Une autre étude d'OECD.org a classé les secteurs de l'agriculture et de l'alimentation comme « faibles » en termes d'intensité numérique. Cela qui signifie que par rapport à d'autres secteurs comme le transport, l’industrie pharmaceutique ou celle des machines, l’industrie agricole et l’industrie alimentaire se situent dans le 25e centile inférieur de toutes les industries considérées. Par conséquent, il y a là une excellente opportunité de rattraper le statu quo actuel de la digitalisation et de faire bénéficier à ces deux secteurs des avantages des solutions durables que d'autres secteurs ont pu expérimenter.
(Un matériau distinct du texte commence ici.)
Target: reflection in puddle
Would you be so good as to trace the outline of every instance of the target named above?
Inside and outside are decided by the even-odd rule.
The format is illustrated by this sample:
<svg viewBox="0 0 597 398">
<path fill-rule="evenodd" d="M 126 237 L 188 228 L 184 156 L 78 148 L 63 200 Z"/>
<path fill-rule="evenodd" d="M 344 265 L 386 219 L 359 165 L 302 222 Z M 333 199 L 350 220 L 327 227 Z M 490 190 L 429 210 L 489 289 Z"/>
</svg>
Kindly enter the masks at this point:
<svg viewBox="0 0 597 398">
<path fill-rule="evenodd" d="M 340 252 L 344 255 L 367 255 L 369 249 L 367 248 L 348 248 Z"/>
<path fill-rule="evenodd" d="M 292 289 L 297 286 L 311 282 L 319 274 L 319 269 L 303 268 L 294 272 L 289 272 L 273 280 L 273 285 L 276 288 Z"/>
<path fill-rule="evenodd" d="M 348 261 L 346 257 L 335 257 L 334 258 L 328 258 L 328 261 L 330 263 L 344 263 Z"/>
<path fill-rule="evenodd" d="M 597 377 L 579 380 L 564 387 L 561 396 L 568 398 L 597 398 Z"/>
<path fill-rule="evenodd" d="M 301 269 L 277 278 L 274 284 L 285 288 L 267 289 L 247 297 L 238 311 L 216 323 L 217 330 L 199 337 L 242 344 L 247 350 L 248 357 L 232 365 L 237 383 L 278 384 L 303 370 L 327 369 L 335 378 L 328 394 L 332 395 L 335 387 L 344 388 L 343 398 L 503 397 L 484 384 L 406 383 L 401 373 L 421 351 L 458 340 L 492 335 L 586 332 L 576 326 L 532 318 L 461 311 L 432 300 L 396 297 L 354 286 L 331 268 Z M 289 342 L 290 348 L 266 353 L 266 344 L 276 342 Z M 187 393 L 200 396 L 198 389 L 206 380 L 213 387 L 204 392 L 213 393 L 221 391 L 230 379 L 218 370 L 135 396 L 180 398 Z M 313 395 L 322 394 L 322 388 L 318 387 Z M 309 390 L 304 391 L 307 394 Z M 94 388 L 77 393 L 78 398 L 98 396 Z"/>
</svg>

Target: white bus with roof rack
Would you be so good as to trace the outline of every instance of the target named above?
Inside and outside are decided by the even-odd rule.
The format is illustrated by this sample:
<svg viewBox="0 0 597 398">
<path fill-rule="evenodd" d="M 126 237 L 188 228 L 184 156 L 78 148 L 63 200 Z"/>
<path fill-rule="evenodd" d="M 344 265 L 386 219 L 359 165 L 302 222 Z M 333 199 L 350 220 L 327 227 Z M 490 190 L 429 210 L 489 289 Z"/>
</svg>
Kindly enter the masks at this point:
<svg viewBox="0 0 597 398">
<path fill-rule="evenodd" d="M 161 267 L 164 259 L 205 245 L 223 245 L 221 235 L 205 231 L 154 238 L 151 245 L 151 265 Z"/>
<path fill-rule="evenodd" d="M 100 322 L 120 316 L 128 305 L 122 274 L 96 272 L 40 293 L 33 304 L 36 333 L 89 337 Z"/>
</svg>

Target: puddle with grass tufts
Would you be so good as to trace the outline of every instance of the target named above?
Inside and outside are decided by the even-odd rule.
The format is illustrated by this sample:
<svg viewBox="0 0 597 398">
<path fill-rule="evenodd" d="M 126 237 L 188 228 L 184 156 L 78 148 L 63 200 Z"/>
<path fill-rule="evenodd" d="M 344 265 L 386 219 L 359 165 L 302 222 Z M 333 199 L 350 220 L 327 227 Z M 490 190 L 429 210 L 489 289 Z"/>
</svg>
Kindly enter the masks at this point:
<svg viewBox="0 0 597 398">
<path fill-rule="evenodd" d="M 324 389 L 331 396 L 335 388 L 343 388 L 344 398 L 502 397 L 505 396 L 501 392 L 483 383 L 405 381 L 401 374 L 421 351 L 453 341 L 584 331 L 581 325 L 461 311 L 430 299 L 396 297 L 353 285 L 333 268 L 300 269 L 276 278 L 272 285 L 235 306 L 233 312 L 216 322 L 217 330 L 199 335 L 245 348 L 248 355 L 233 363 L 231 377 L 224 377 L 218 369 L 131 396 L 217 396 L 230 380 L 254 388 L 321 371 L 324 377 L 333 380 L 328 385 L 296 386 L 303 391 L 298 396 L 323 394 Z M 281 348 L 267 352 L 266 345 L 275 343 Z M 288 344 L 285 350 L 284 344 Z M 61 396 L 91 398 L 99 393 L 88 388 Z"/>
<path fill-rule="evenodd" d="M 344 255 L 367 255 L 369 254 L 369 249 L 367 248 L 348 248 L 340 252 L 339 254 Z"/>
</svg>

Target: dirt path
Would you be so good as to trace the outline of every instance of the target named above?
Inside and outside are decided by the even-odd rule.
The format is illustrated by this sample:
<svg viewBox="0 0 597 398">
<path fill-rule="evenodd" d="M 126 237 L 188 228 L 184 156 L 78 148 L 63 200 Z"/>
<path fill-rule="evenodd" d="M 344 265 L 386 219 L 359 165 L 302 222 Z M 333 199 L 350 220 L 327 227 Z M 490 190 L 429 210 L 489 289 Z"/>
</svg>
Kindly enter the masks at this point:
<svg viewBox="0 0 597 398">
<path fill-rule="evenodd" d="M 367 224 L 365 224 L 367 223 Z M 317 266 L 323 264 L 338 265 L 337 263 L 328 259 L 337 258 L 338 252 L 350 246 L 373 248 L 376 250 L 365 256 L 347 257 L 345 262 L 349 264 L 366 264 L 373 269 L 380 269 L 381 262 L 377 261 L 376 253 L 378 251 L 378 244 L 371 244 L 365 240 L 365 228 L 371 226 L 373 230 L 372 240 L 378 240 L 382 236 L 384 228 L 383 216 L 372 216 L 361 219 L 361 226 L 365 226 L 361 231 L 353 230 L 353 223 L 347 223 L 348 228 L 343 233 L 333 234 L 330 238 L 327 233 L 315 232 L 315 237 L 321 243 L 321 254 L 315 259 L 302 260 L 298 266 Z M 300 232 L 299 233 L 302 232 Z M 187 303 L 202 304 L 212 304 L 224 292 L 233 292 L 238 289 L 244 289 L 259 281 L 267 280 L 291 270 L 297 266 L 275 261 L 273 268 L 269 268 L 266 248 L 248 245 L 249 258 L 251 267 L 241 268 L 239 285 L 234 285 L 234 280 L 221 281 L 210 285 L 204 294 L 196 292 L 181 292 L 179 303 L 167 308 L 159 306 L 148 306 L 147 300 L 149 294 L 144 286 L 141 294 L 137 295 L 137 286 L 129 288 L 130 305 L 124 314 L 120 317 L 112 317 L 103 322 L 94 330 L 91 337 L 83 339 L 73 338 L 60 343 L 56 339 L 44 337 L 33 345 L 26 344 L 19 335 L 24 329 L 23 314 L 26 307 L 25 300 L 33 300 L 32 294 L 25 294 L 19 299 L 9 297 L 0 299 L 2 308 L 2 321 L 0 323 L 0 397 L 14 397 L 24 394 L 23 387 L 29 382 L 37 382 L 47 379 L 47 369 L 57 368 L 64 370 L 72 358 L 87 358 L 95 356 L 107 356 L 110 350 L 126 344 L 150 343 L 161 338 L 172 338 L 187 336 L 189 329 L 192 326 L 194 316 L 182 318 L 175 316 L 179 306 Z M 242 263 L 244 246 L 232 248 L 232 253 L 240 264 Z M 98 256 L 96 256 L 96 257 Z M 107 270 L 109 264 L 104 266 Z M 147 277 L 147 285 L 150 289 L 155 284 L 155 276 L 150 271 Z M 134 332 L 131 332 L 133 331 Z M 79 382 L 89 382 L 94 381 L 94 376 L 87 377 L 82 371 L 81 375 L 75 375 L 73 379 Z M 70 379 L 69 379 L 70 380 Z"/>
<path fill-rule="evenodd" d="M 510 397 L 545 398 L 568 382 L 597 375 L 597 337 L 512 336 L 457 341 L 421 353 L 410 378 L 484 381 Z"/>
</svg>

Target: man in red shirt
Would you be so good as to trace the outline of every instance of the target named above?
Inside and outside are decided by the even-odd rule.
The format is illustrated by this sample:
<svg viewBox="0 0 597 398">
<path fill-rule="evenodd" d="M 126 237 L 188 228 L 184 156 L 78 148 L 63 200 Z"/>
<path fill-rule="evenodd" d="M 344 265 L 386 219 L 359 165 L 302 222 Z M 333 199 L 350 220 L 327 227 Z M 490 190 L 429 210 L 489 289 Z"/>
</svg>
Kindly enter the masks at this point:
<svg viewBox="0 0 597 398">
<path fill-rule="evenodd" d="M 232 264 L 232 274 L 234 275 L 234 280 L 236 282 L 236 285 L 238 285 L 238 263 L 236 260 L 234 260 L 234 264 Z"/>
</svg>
Parmi ces avantages notables, nous pouvons citer l'augmentation de la productivité et des marges bénéficiaires.
Les chercheurs italiens et suédois ont également identifié des technologies numériques qui aident les entreprises agroalimentaires à répondre aux tendances du secteur telles que les besoins croissants de durabilité environnementale et un marché de plus en plus compétitif. Les technologies liées à l'analyse des mégadonnées et à l'Internet industriel des objets ont permis d'automatiser la collecte de données et de réduire la charge administrative. En parallèle, les systèmes de production cyber-physique (CPCP), la fabrication via le cloud et, encore une fois, l'analyse des mégadonnées améliorent les performances de production et partagent les meilleures pratiques. En réduisant les efforts de collecte de données et d'enregistrement des transactions, tout en augmentant le partage des données et en améliorant les résultats, les entreprises de la chaîne d'approvisionnement alimentaire peuvent réduire leur impact environnemental et développer un avantage numérique durable pour distancer leurs concurrents.
Par exemple, une étude menée pendant la pandémie de Covid-19 par l'Université de Cassino et du Lazio Meridionale en Italie a révélé que si une entreprise migrait certains de ses processus en ligne, la probabilité qu'elle diminue les PGA augmentait de 24%. Ce résultat prouve qu'en intégrant la digitalisation dans leurs processus, les entreprises du secteur alimentaire peuvent potentiellement réduire les émissions de GES qui proviennent des aliments avariés et des besoins de la chaîne d'approvisionnement agricole, pour la récolte, l'emballage, la distribution et la vente. De plus, la digitalisation des processus peut également permettre d’éviter les pertes financières associées au coût des marchandises vendues qui proviennent de la radiation des stocks. Ces économies peuvent ainsi être réinvesties dans l’entreprise.
L'impact des industries alimentaires et agricoles sur l'environnement peut certainement contribuer à l'anxiété climatique. Cependant, ce qui est passionnant, c'est que de grandes étapes numériques ont déjà été franchies par des start-ups innovantes pour introduire des solutions de réduction des déchets afin de rendre la chaîne d'approvisionnement plus durable. Too Good Too Go élimine les surplus alimentaires, Apeel Sciences augmente la durée de conservation des produits frais et chez Consentio nous rationalisons les processus d'achat et de vente du secteur. Espérons, alors que le secteur alimentaire continue d'intégrer des solutions numériques et durables dans ses processus, afin d’éliminer ensemble les 8 à 10% de GES annuels dont sont responsable les PGA tout au long de la chaîne d'approvisionnement.